Curse jokes
Ah, what's that on your face? Oh, I forgot, that is your ass. It's so ugly, you stupid-looking bitch!
Fuk Nip shat!
Hey, that's the thing my grandpa has. They say that to treat it, I should call him a bitch!
A man wakes up and asks his wife, “Are you okay? You were cursing me all night in your sleep.” The wife replies, “Who says I was sleeping?”
Peter: Curses!
Jacob: Do you kiss your mother with that mouth?
Peter: *Crying*
Jacob: Why are you crying?
Jacob: Whatever. *Leaves orphanage*
Memes
Rot in hell?
More like nasty-ass thot in a well.
Go fuck yourself!
"I want to know who this fake me is! I haven't even posted or commented on anything bad or said a curse. I am very kindly asking you to stop."
Shit.
Goofy ahh grandpa fell down the stairs, and he said, "Damn!"
Peter: *curses*
Sam: Wow, do you kiss your mom with that mouth?
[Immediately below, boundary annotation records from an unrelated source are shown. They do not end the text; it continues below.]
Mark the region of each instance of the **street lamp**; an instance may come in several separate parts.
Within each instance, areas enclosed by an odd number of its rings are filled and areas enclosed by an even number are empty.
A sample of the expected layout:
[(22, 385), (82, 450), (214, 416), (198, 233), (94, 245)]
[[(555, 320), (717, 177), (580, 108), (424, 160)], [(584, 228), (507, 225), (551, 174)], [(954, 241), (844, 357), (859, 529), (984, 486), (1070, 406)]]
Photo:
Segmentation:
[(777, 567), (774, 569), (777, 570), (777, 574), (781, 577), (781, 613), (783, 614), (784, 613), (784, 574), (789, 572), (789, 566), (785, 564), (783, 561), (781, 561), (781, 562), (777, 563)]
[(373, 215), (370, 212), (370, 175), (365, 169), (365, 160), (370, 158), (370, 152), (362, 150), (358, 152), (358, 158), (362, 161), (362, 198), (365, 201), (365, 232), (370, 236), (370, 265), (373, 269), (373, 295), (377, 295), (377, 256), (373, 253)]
Peter: Jokes on you, I don't have a mom.
Tony: *having a heart attack* AFSJDHFKJJD Peter, we talked about this!!!
My arse hole hurts like no joke, man. I just had to tell that your heads a peanut, you fucking nonce, kid, you fat fuck sack, your mum you dirty cow!
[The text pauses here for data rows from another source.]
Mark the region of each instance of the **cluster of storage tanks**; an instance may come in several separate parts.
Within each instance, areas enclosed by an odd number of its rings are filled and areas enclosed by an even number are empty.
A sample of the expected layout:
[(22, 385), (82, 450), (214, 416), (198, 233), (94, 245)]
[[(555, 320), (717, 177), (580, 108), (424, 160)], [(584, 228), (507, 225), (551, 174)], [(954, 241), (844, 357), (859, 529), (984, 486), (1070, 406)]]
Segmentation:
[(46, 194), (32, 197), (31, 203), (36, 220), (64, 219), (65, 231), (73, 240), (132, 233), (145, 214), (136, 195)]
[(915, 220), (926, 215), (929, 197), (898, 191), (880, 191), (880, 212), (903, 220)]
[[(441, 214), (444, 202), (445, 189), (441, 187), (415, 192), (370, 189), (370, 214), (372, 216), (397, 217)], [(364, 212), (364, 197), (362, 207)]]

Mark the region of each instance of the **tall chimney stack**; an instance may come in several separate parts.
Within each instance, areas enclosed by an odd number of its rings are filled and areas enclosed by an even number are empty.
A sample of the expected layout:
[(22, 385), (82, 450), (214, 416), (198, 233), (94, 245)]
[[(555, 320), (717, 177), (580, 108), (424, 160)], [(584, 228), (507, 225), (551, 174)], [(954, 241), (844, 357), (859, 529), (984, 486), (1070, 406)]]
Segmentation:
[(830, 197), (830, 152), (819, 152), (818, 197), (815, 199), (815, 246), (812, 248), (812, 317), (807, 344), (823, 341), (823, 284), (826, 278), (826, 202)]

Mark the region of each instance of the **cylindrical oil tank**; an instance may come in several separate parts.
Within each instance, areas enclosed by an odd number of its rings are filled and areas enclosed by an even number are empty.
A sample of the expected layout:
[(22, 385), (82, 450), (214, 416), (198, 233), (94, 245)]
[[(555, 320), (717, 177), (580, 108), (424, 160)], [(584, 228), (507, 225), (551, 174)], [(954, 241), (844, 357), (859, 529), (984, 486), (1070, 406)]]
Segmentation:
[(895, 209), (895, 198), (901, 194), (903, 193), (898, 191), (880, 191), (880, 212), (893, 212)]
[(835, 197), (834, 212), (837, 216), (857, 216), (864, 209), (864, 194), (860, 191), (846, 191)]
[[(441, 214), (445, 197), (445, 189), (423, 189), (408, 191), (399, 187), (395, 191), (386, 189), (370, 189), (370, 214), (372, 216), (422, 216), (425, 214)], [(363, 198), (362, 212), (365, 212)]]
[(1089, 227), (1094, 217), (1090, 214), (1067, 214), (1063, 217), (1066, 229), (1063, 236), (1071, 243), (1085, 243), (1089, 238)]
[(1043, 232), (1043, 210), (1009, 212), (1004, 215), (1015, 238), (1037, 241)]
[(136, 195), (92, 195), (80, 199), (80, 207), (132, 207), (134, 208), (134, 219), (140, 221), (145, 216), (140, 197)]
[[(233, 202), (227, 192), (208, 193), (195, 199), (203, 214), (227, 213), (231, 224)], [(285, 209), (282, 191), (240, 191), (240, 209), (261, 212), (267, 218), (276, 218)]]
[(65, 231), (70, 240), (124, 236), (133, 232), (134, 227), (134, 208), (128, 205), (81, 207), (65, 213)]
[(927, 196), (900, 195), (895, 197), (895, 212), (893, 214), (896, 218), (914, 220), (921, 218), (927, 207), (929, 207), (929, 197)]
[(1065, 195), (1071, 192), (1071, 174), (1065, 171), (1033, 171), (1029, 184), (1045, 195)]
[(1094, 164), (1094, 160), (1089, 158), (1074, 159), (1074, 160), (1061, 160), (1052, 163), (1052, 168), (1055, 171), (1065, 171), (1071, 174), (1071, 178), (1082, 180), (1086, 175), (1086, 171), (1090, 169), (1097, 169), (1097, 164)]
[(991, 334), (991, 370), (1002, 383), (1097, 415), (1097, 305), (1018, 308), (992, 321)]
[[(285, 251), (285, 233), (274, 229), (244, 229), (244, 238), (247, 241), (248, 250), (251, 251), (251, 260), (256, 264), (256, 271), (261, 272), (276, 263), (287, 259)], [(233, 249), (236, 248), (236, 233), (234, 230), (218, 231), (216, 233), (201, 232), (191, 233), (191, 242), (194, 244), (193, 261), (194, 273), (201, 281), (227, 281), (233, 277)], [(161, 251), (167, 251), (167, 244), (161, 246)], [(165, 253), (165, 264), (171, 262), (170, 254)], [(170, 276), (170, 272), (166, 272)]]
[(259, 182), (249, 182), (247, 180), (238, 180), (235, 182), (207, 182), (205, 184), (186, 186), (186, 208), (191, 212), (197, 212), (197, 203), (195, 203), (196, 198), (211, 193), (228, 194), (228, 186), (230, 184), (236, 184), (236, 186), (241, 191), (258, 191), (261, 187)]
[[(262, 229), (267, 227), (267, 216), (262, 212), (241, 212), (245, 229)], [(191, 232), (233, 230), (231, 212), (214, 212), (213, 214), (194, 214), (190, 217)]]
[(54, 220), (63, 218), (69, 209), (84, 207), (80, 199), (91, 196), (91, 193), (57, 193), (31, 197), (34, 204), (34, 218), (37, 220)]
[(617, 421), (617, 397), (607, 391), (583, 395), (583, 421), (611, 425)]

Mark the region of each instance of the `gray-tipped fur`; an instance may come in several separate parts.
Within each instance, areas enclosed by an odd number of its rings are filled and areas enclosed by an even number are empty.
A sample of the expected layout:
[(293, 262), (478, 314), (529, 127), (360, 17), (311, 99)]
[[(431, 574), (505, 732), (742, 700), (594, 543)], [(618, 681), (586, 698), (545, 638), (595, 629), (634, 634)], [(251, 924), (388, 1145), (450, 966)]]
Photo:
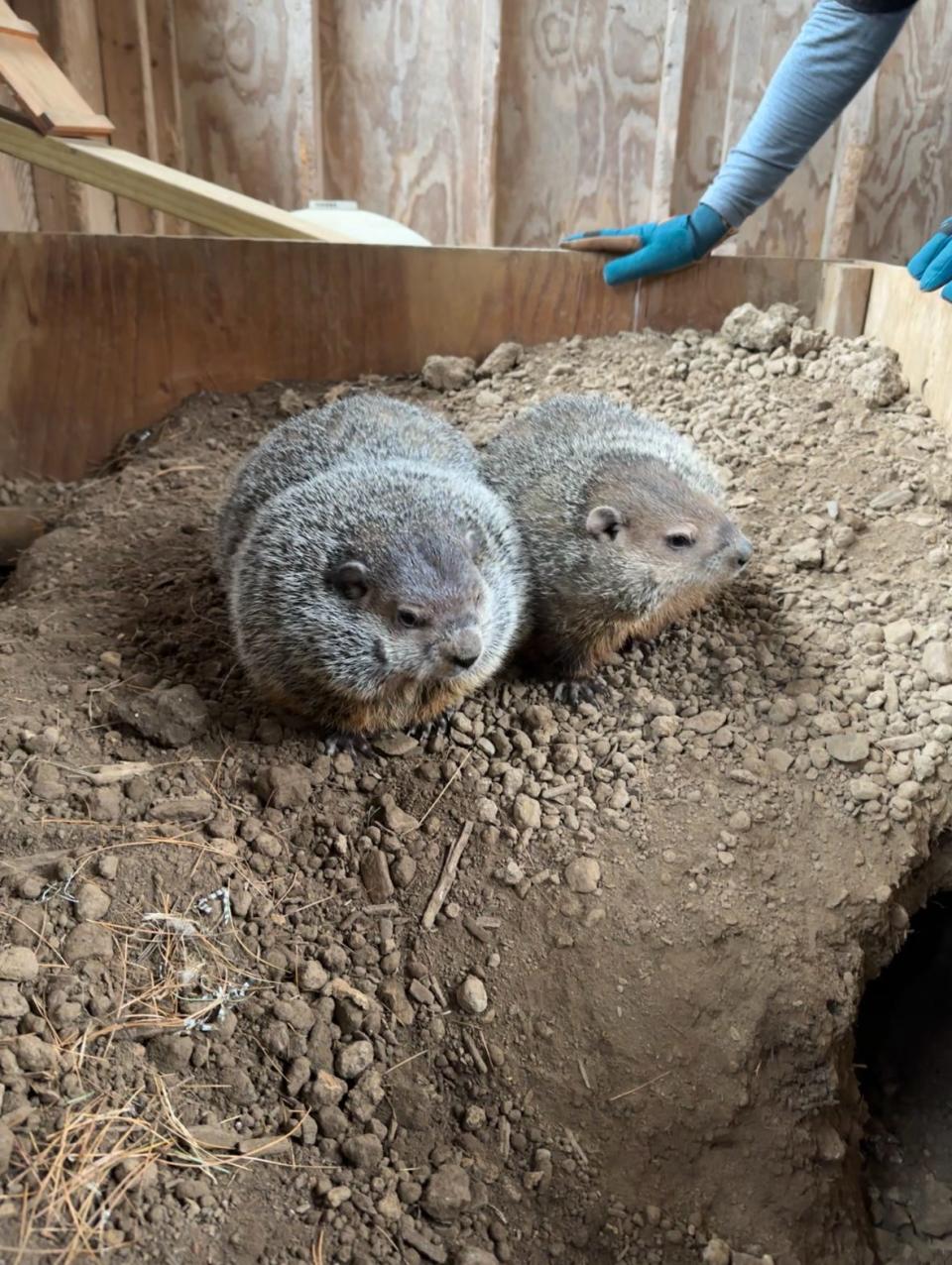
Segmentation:
[(604, 396), (528, 409), (482, 471), (523, 538), (533, 643), (568, 677), (687, 615), (751, 553), (694, 444)]
[(511, 516), (467, 440), (411, 405), (354, 396), (279, 426), (241, 467), (219, 540), (248, 676), (334, 731), (425, 725), (522, 632)]

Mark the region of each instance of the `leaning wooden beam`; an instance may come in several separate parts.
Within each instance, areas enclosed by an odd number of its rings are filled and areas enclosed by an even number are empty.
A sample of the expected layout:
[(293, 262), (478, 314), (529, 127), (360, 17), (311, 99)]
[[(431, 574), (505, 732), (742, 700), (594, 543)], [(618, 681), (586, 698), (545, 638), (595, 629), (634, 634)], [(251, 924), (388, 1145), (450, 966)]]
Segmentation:
[(41, 132), (61, 137), (108, 137), (113, 124), (91, 110), (39, 44), (37, 28), (0, 0), (0, 77), (6, 80)]
[(42, 137), (8, 119), (0, 119), (0, 153), (57, 171), (61, 176), (72, 176), (157, 211), (178, 215), (225, 237), (352, 242), (338, 229), (315, 223), (313, 218), (300, 220), (267, 202), (139, 154), (95, 142)]
[(746, 300), (813, 314), (822, 277), (817, 261), (711, 259), (613, 290), (600, 259), (567, 250), (0, 235), (0, 474), (78, 478), (195, 391), (714, 329)]

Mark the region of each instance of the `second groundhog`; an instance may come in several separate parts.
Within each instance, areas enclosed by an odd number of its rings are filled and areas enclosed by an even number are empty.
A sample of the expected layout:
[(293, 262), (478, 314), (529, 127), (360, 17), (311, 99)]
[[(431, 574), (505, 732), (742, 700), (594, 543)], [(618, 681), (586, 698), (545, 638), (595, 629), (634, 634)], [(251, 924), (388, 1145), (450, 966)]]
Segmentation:
[(566, 679), (686, 617), (752, 553), (694, 444), (603, 396), (528, 409), (482, 471), (527, 550), (533, 658)]
[(272, 431), (222, 511), (219, 568), (252, 682), (335, 740), (427, 726), (522, 631), (518, 533), (475, 452), (382, 396)]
"Dick dick dick, fuck dick nugget shit."
What did the swearing hen say?
"Fuck, fuck, fuck, fuck, fuck, FUCK!" (It's cluck.)
What did the cussing rooster say?
"Cock-a-doodle-doo, phew!"
I would curse at you, but my country praises cows.
🌵funking prick!
He had the curse of vanishing.
Your mom is so ugly that even Medusa turned to stone from looking at her!
Fuck nugget!
A man takes his dog out and steps in shit. He exclaims "WHAT THE DEUCE!"